Some of them were small, designed for crew egress; others were larger, and held entire service vehicles like the station transfer shuttle. One bay, the largest of all, held a pair of reconnaissance drones: three-hundred-tonne robots capable of surveying a star system or mapping a gas giant’s moons. The drones couldn’t carry a gravity drive (nothing much smaller than a destroyer could manage that), but they could boost at a respectable twentieth of a gee on the back of their nuclear-electric ion rocket, and they could keep it up for a very long time indeed. For faster flybys, they could be equipped with saltwater-fueled fission rockets like those of the Lord Vanek’s long-range torpedoes — but those were dirty, relatively inefficient, and not at all suited to the stealthy mapping of a planetary system.
Each of the drones carried an instrument package studded with more sensors than every probe launched from Earth during the twentieth century. They were a throwback to the Lord Vanek’s nominal design mission, the semi-ironic goal inscribed on the end-user certificate: to boldly go where no man had gone before, to map new star systems on long-duration missions, and claim them in the name of the Emperor.
Dropped off in an uninhabited system, a probe could map it in a couple of years and be ready to report in full when the battlecruiser returned from its own destination. They were a force multiplier for the colonial cartographers, enabling one survey ship to map three systems simultaneously.
Deep in the guts of the Lord Vanek, probe one was now waking up from its two-year sleep. A team of ratings hurried under the vigilant gaze of two chief petty officers, uncoupling the heavy fueling pipes and locking down inspection hatches. Sitting in a lead-lined coffin, probe one gurgled and pinged on a belly full of reaction mass and liquid water refrigerant. The compact fusion reactor buzzed gently, its beat-wave accelerators ramming a mixture of electrons and pions into a stream of lithium ions at just under the speed of light; neutrons spalled off, soaked into the jacket of water pipes, warming them and feeding pressure waves into the closed-circuit cooling system. The secondary solar generators, dismounted for this mission because of their irrelevance, lay in sheets at one end of the probe bay.

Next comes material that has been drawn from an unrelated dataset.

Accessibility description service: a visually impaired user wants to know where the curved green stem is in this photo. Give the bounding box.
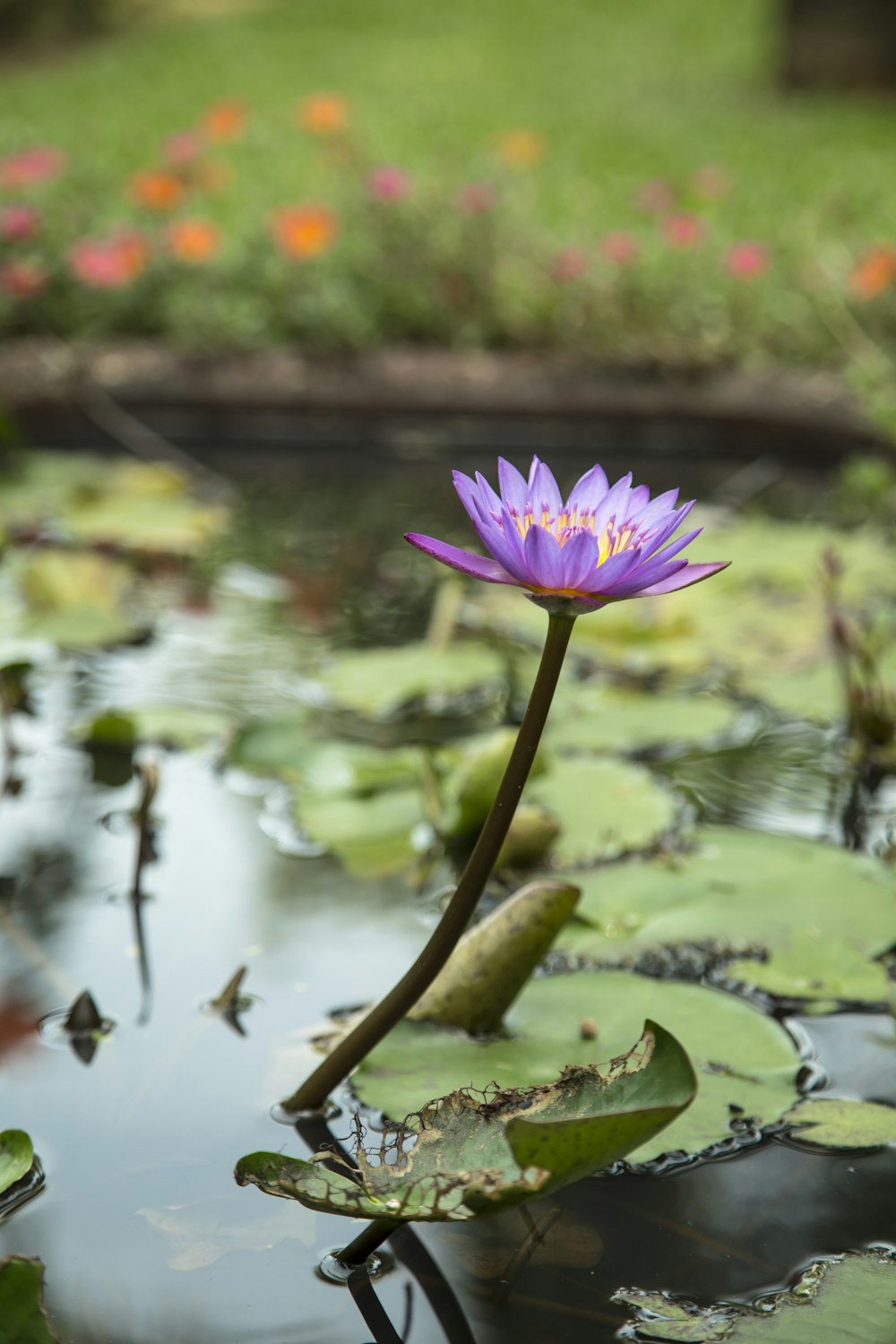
[282,612,575,1112]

“Five minutes to go. Launch bay reports main reactor compartment closeout. Wet crew have cleared the fueling hoses, report tank pressure is stable. I’m still waiting on telemetry closeout.”
“Carry on.” Ilya watched patiently as Marek’s team monitored progress on the launch. He looked around briefly as the ops room door slid open; but it wasn’t the Captain or the Commodore, just the spy — no, the diplomatic agent from Earth. Whose presence was a waste of air and space, the Commander opined, although he could see reasons why the Admiral and his staff might not want to impede her nosy scrutiny.